Exhibits such as tools, wood blocks, drone footage over the super-dense Hong Kong, and a tower-like wooden sculpture by David Nash enliven what could have been simply a collection of visualisations, photos and models. There are also extensive quotes from timber champions such as Vancouver architect Michael Green, who is working on the design of tall timber towers in Paris, and Waugh Thistleton’s Andrew Waugh, who believes that just as reinforced concrete produced a new language for modernism, ‘we will discover a new architecture from timber’.

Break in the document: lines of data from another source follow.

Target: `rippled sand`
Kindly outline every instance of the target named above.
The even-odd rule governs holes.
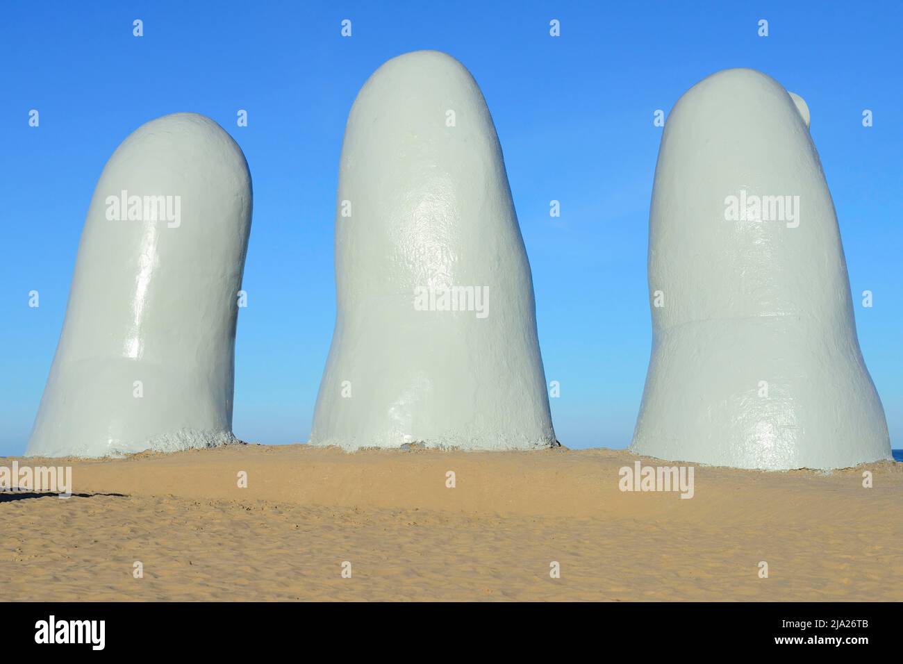
[[[903,599],[903,463],[696,467],[682,500],[620,491],[635,461],[305,445],[19,459],[71,465],[78,495],[0,494],[4,599]]]

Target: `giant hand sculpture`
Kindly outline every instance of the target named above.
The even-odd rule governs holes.
[[[209,118],[165,116],[119,145],[91,199],[28,455],[235,440],[251,198],[241,149]]]
[[[889,459],[796,95],[718,72],[675,106],[649,214],[654,341],[631,450],[769,470]]]
[[[417,51],[370,77],[337,203],[336,326],[311,442],[554,445],[530,266],[492,118],[460,62]]]

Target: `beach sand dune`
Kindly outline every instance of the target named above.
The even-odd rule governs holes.
[[[0,494],[4,599],[903,599],[903,464],[697,466],[684,500],[621,491],[638,460],[253,444],[17,459],[71,465],[76,495]]]

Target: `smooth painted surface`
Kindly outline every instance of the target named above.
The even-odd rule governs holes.
[[[123,192],[126,201],[163,196],[168,212],[143,198],[117,211]],[[235,439],[251,205],[244,154],[213,120],[165,116],[119,145],[91,199],[26,454],[105,456]]]
[[[808,122],[801,98],[742,69],[694,86],[668,117],[633,452],[770,470],[891,458]],[[730,197],[741,196],[790,196],[796,214],[732,215]]]
[[[342,146],[335,238],[336,326],[312,443],[554,444],[501,148],[479,89],[451,56],[399,56],[361,89]],[[418,289],[441,297],[455,287],[488,299],[472,311],[416,308]]]

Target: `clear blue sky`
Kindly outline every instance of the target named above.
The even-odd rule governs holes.
[[[623,447],[633,430],[651,340],[647,236],[662,131],[653,113],[713,71],[752,67],[812,111],[852,292],[874,293],[873,308],[856,309],[860,341],[893,446],[903,446],[903,4],[511,5],[5,2],[0,454],[24,450],[105,162],[140,125],[177,111],[219,122],[254,179],[235,432],[306,441],[335,315],[345,120],[374,70],[418,49],[461,61],[495,119],[546,377],[561,383],[552,412],[563,443]],[[135,18],[144,37],[132,35]],[[346,18],[350,38],[340,34]],[[549,36],[553,18],[560,38]],[[757,36],[761,18],[767,38]],[[236,126],[239,108],[247,127]],[[549,217],[552,199],[560,219]],[[28,307],[33,289],[39,309]]]

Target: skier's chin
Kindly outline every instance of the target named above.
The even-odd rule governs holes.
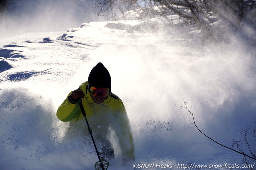
[[[105,100],[106,97],[97,97],[97,96],[93,96],[93,101],[97,104],[102,103]]]

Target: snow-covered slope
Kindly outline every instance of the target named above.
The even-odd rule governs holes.
[[[178,164],[243,163],[242,156],[203,136],[181,106],[187,102],[200,128],[231,146],[238,131],[253,127],[256,120],[253,47],[238,36],[202,44],[200,34],[165,29],[162,22],[86,23],[0,49],[1,169],[94,168],[97,158],[82,145],[90,139],[75,130],[76,138],[64,142],[67,124],[55,114],[98,62],[108,69],[112,91],[126,108],[135,163],[169,163],[175,169]],[[120,169],[115,143],[117,161],[109,169]]]

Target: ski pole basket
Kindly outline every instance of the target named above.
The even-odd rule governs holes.
[[[109,162],[105,160],[101,159],[95,163],[94,167],[95,167],[96,170],[100,170],[100,169],[107,170],[109,165]],[[102,168],[102,167],[103,168]]]

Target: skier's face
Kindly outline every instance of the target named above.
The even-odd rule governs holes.
[[[95,103],[103,103],[109,93],[109,88],[101,88],[92,87],[90,89],[90,94]]]
[[[92,98],[93,100],[93,101],[94,101],[95,103],[98,104],[100,104],[103,103],[103,102],[104,101],[105,99],[108,97],[107,96],[105,97],[102,97],[100,95],[95,96],[92,95],[91,93],[90,94],[90,95],[92,97]]]

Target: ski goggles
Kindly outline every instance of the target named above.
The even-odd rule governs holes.
[[[106,97],[109,93],[109,88],[101,88],[91,87],[90,89],[91,94],[94,96],[101,96]]]

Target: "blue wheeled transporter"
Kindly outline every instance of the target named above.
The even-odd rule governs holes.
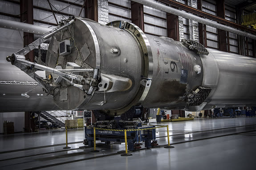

The exhibition suggests that while high-rise wood buildings are obviously achievable, that doesn’t mean they have to be as tall as possible. Waugh suggests that people are generally most comfortable with lower rise buildings of 10-15 storeys. Timber architecture could also assist in the need for urban density by providing lightweight rooftop extensions.
But while there’s obviously plenty of research and project activity, the exhibition makes it clear that more needs to be done to change people’s perceptions so that they trust timber’s suitability for high rises, in particular its ability to withstand fire. Historical disasters, from the 1666 Great Fire of London to the Chicago Fire of 1871, and the more recent Grenfell Tower disaster, cast a long shadow.
‘We are so familiar with wood and have such an intimate relationship with it and yet it’s surrounded by prejudices,’ says Farrow.
She hopes the show will further debate and inspire young architects and designers to find out more about building high with timber:
‘It's a revolution that is still very much in its infancy.’
Timber Rising: Vertical Visions for the Cities of Tomorrow, until 19 May 2018, Roca London Gallery, London SW6.